Have you ever worked in the eCommerce industry and got a chance to work on raw data like orders received, orders returned by the customers or details of the customers? If yes and you always thought of how this data affected marketing strategies, I have the perfect answer for you. Customer Analytics – a branch of analytics focusing on factors like Customer Lifetime Value and Centricity.
To be honest, it has a lot to do with marketing jargon and statistical models. However, the intention to write this blog is more to do with which topics to focus. I will be writing about Predictive Analysis and focusing on how customer data is analyzed to derive insights.
There are roughly two background settings to pay attention to – Contractual and Non- Contractual setting.
A contractual setting is a scenario where the attrition of the customers is known to the firm most precisely the time when they stopped participating in doing the transaction with the firm while in the non-contractual setting, no data is available on customer attrition which means distinguishing between the customers who have left and who are new is not possible in this case.
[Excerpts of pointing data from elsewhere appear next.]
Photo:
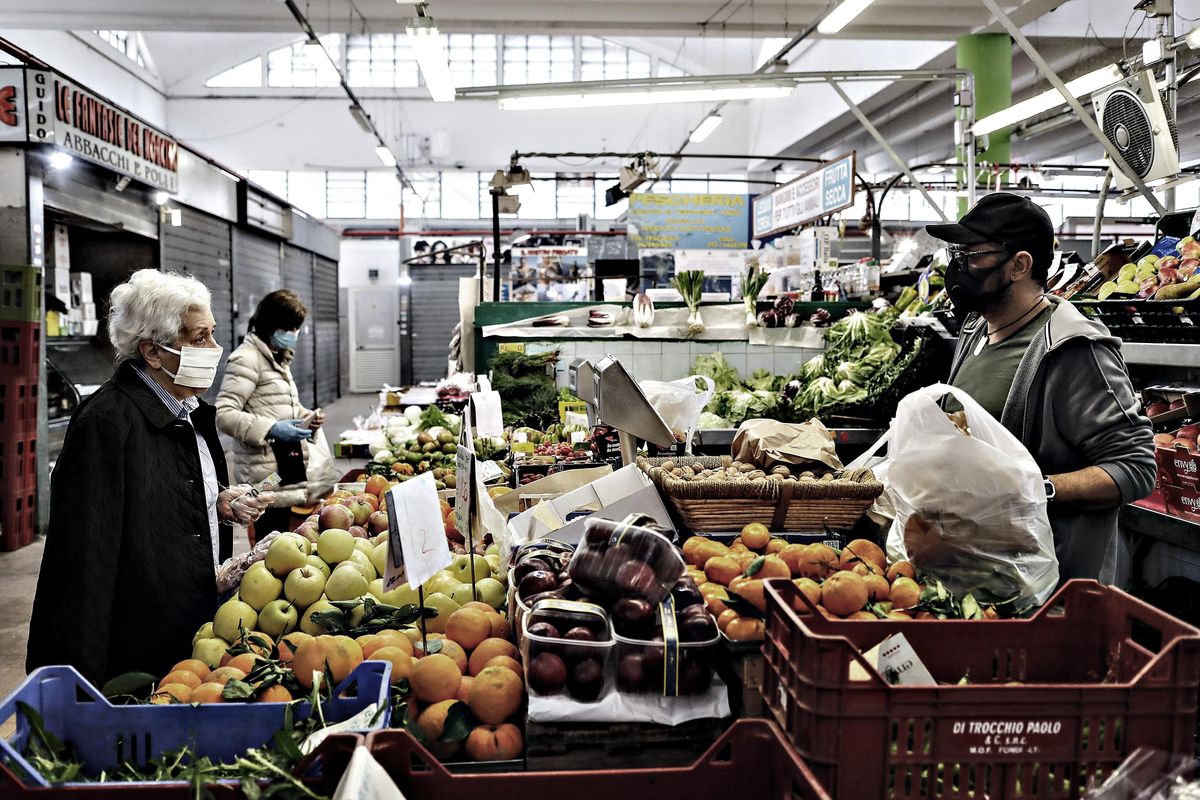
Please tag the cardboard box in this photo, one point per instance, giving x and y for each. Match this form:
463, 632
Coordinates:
612, 497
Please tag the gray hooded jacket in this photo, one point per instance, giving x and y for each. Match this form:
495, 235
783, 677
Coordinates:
1073, 407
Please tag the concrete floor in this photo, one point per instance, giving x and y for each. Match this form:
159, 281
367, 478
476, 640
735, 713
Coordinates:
19, 569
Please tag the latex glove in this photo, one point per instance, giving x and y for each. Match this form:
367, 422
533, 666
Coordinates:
237, 504
289, 431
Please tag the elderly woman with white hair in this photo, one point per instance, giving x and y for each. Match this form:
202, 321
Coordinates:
139, 511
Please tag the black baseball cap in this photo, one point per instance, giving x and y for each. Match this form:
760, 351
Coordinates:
1015, 221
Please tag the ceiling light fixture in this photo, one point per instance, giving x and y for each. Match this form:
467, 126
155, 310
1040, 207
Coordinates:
706, 127
1048, 100
519, 101
431, 56
841, 16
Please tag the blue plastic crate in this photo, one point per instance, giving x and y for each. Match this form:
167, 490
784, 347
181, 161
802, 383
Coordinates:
106, 735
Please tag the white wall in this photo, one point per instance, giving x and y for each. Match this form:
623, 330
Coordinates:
363, 254
85, 58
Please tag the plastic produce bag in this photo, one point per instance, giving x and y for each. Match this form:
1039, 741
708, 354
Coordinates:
679, 402
970, 509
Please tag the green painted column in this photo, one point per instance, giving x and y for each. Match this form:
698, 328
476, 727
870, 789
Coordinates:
989, 56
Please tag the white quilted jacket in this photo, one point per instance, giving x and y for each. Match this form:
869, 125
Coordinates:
256, 394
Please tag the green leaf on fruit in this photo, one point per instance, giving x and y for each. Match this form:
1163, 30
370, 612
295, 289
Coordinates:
131, 683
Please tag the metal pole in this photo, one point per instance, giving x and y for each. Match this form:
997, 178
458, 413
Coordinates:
887, 148
1084, 115
496, 246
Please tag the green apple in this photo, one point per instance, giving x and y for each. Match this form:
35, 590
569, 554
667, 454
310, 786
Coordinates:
462, 565
277, 618
346, 583
307, 625
232, 615
286, 553
316, 561
491, 591
364, 563
335, 546
210, 651
379, 558
304, 587
258, 588
204, 632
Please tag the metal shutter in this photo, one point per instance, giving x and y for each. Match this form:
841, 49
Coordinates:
298, 277
201, 247
433, 311
327, 319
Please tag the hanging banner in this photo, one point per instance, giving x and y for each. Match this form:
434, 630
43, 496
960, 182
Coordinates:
814, 194
689, 221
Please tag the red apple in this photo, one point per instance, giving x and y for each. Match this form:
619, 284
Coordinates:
335, 516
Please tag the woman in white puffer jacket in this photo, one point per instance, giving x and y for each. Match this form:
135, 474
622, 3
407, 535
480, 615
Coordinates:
258, 404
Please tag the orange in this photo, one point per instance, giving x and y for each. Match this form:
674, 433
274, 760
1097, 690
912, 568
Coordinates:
508, 662
435, 679
751, 590
495, 743
193, 666
793, 557
877, 588
208, 693
275, 695
189, 679
819, 561
433, 720
844, 593
905, 593
745, 630
865, 551
773, 567
168, 693
721, 570
222, 675
487, 650
468, 627
496, 695
810, 589
755, 536
401, 662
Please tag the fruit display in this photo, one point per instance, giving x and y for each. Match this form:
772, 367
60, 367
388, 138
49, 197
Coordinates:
567, 647
631, 558
1174, 275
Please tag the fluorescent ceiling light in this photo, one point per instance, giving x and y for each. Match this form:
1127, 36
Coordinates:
706, 127
841, 16
431, 56
517, 101
1048, 100
385, 156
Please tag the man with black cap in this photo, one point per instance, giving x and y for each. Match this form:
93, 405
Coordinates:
1053, 377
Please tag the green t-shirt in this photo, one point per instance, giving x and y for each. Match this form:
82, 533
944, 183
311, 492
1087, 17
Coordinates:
988, 376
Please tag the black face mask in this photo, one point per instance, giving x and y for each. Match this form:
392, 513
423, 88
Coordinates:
966, 287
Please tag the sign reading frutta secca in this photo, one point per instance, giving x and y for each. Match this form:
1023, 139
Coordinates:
48, 108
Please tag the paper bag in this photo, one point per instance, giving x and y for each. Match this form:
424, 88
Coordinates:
768, 443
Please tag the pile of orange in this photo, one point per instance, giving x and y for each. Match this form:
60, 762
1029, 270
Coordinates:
852, 583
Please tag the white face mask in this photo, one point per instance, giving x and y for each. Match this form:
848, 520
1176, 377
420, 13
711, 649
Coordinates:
197, 366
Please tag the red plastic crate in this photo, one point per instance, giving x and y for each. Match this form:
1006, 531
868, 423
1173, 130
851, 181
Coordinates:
1054, 735
751, 759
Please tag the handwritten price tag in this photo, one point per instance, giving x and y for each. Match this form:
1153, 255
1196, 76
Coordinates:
417, 536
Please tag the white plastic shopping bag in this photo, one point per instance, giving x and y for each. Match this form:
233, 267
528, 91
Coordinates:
970, 510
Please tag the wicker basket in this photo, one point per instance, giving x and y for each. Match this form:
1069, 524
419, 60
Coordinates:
783, 505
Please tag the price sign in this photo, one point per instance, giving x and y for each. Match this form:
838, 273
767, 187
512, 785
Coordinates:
417, 536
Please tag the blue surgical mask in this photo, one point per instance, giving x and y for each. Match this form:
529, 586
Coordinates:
285, 340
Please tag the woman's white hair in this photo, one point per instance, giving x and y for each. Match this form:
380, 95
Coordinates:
151, 305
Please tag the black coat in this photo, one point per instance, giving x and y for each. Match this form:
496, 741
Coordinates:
127, 572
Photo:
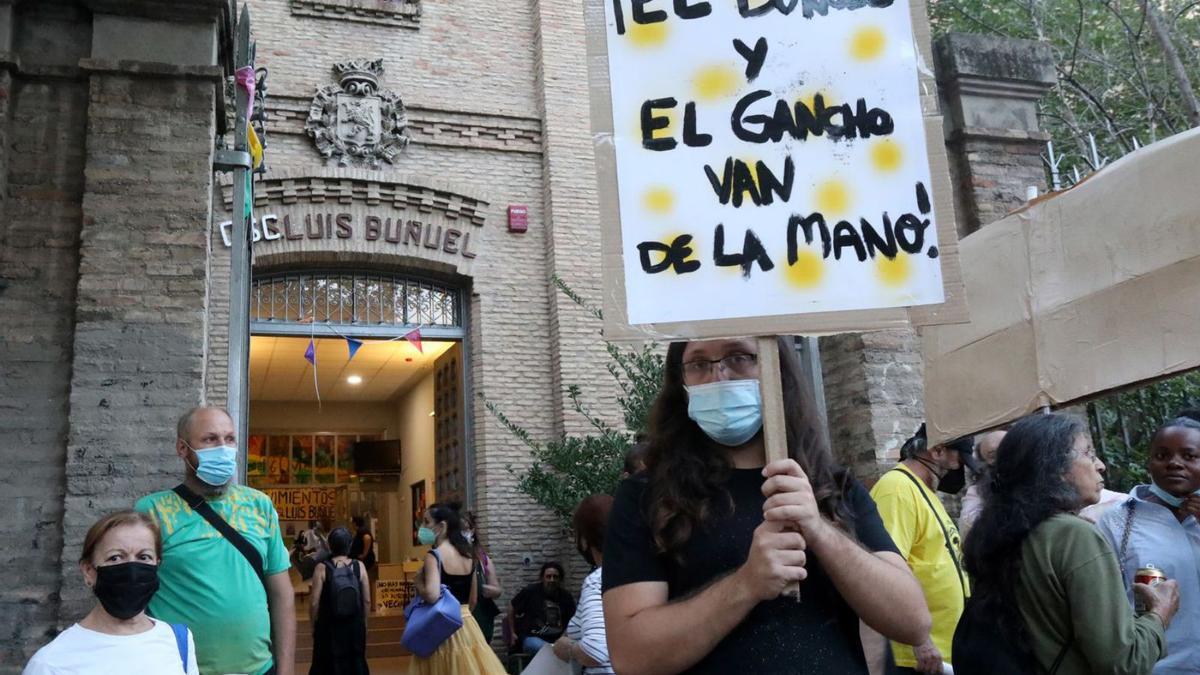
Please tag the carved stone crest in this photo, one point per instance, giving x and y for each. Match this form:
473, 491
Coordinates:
354, 123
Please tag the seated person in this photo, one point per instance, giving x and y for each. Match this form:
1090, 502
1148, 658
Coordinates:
540, 611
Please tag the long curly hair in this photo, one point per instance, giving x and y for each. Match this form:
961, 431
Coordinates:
1026, 487
687, 470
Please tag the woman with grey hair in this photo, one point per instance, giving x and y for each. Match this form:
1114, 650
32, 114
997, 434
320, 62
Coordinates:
1047, 593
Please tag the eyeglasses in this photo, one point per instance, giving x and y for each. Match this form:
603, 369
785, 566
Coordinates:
739, 364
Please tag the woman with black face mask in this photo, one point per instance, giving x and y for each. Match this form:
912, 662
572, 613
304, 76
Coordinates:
120, 565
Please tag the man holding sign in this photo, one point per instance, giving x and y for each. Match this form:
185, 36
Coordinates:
766, 167
700, 548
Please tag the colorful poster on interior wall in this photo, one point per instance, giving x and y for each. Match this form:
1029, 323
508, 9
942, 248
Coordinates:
771, 157
418, 508
305, 503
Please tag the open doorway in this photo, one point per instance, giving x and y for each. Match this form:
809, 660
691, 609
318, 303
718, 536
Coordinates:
376, 435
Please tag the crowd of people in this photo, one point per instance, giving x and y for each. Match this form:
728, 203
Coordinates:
697, 557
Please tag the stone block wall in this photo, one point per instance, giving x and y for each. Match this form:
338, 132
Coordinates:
139, 338
43, 120
989, 88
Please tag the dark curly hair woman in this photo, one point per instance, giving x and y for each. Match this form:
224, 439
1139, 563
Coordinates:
1047, 587
702, 543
What can we determine using customer data?
- Which customers are more likely stay active in future?
- The transaction value expected from above customers if they stay
- Customer Lifetime Value
To evaluate point 1 stated above, we shall focus first on the analysis technique called RFM (Recency, Frequency and Monitory Gain). This technique has been widely used by the marketing teams in organizations to identify the best customers on the basis of the three factors mentioned below:
- Recency – The duration of time when they were last active
- Frequency – The number of times they have made the transaction with the firm.
- Monitory Gain – The amount of money spent by the customer
The ongoing debate is why the model is named RFM than anything else. Is there any particular order or rank being followed here. The answer is Yes, they follow the order due to dependence. If the Recency is in place, we can be sure that the customer is active and chances are high of him becoming the best customer as compared to someone who has been absent in previous periods. Once, the recency factor is met, the other factors can be considered.
RFM model consists of parameter-based evaluation where the customer is given value or parameter ranging from 1-5, 5 being the highest. The database is then searched for the customers with RFM value as (5,5,5) and marketing is designed targeting these customers for high returning value.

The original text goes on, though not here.